Lately I have been so busy, between my full-time job and working on the non-profit, Project Mental Health Freedom, I haven’t had time for myself. I have slacked on “me time” every morning; because I sleep as late as I can before I start work, my sleep has been more than restless lately. I have only been having my “me time” maybe a couple times a week. I love my “me time” in the mornings too; this is where I drink my cup of coffee outside on my patio and call my mom or my friend. Soon it is going to be too cold to go outside and drink my coffee in the mornings and I will be upset that I didn’t take this time now. I also haven’t been really good about taking my pups for a daily walk and I feel guilty about that, which makes my OCD flare and anxiety erupt.
It doesn’t help that I my left foot has been hurting a lot lately. Two years ago we moved into our rental house in Tennessee, I wasn’t used to the slippery hardwood floors and I slipped and fell a couple times. Each time I fell, I hurt the same part of my left foot. I got some Crocs to wear in the house and I never fell again. However, I snagged my foot on the baby gate going down into the basement. (I have one up because my one dog will go down into the basement and eat the litter box “treats”. YUCK!) Needless to say, I fell, all the way down the steps. Since then my foot hurts again and in the same spot of course. A few days later after my fight with the baby gate resulting to the tumble down the stairs, I dropped the gallon of ice cream on my foot. Sigh! All I wanted was a little treat and now my foot hurts all the time.

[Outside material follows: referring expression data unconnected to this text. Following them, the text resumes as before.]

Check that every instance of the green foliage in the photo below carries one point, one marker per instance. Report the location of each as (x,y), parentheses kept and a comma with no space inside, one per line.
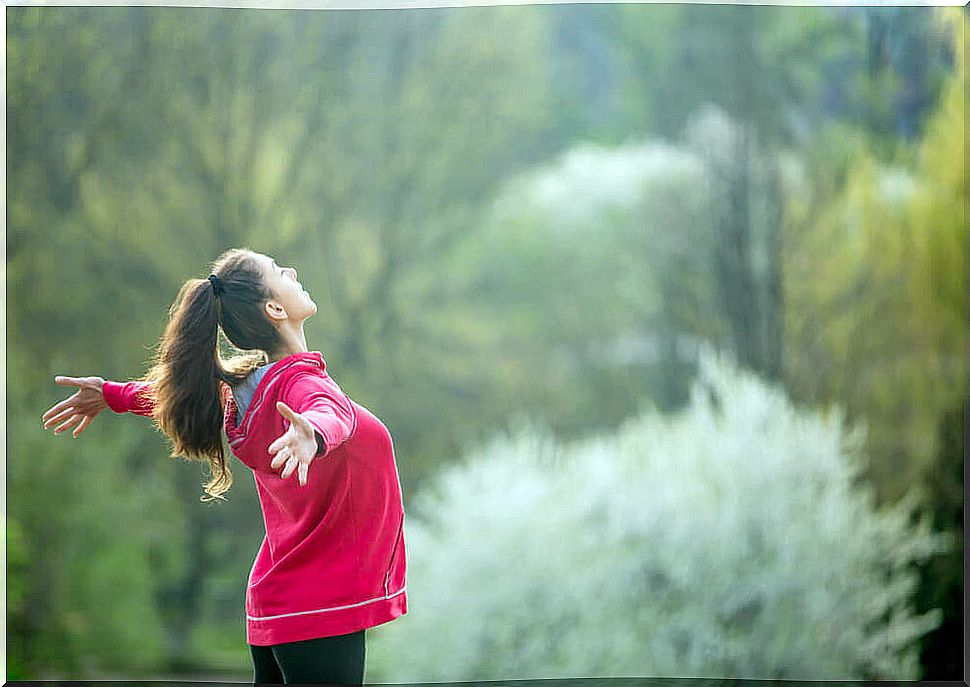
(729,540)
(890,240)
(367,148)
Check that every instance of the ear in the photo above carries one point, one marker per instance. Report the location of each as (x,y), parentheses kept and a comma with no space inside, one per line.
(275,311)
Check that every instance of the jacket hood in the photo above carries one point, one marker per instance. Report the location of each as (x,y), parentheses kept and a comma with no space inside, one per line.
(268,389)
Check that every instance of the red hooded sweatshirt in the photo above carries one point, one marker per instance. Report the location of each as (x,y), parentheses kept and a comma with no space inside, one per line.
(333,558)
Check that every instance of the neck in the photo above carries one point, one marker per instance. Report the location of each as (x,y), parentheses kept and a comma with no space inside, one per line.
(294,341)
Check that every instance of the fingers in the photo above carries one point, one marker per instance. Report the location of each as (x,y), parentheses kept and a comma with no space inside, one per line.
(68,381)
(84,424)
(59,417)
(286,411)
(55,409)
(279,443)
(291,463)
(280,458)
(74,420)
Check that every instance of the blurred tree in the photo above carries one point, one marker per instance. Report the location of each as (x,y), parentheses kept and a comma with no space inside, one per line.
(731,540)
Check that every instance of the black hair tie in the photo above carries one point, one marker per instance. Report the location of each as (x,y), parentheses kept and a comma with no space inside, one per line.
(217,287)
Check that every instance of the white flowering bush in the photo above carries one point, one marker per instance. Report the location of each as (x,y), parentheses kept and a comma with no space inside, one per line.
(730,540)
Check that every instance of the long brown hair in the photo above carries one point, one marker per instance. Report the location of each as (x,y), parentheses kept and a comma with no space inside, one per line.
(188,369)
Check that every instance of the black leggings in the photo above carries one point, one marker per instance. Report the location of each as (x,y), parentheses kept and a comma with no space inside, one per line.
(327,660)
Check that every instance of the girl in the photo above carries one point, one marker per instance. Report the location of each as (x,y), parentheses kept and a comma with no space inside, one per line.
(332,562)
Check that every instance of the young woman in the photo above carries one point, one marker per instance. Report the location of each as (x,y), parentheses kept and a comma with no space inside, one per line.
(332,562)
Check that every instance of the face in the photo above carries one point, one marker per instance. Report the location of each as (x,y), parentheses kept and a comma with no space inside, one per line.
(290,300)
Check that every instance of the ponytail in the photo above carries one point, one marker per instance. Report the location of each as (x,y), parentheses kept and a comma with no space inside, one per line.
(188,371)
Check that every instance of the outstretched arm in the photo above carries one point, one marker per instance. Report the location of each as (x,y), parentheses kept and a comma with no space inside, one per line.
(130,397)
(93,395)
(320,420)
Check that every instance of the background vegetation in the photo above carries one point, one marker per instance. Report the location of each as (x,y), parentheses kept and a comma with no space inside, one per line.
(512,217)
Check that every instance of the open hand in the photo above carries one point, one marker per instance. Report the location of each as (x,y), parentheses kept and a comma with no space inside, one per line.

Now that it hurts constantly and heading on a vacation soon, where we will be doing a lot of walking, I decided to go to doctor. X-rays show no break and my doctor couldn’t see a stress fracture either. Which means I now have to go to an Orthopedist later this month to see if it is a ligament or a tendon. Of course this stresses me out and I have anxiety that I might need to have surgery on my foot. I don’t want that. I am a big baby when it comes to stuff like that. OCD with anxiety makes these situations even more difficult because my mind goes to the worst case scenario immediately and never the best case scenario.
So on top of my job and non-profit work, my foot hurts and it is stressing me out. I am so happy I am going on vacation; even though I have all these additional stresses of travel, I am excited. I am trying not to think about the airports, the hotels, the rental car, and the public transportation. OMG, I am freaking out here! This is supposed to be fun and relaxing, but how can I relax with all of these triggers around me? This is where I struggle. I am going to try not to think about these things and just tell myself to focus on living in the moment and enjoy the moment.
Don’t forget about yourself. Take that time to look at your triggers in the eye and let them know they will not always win, and you will take control. Remind yourself to enjoy the moment. This vacation my goal is to remind myOCDself that my free spirit will soar and take charge on this trip. I will not focus on my OCD and not let it ruin my trip, I need to focus on being the free spirit that has so long been trapped inside who worries to come out.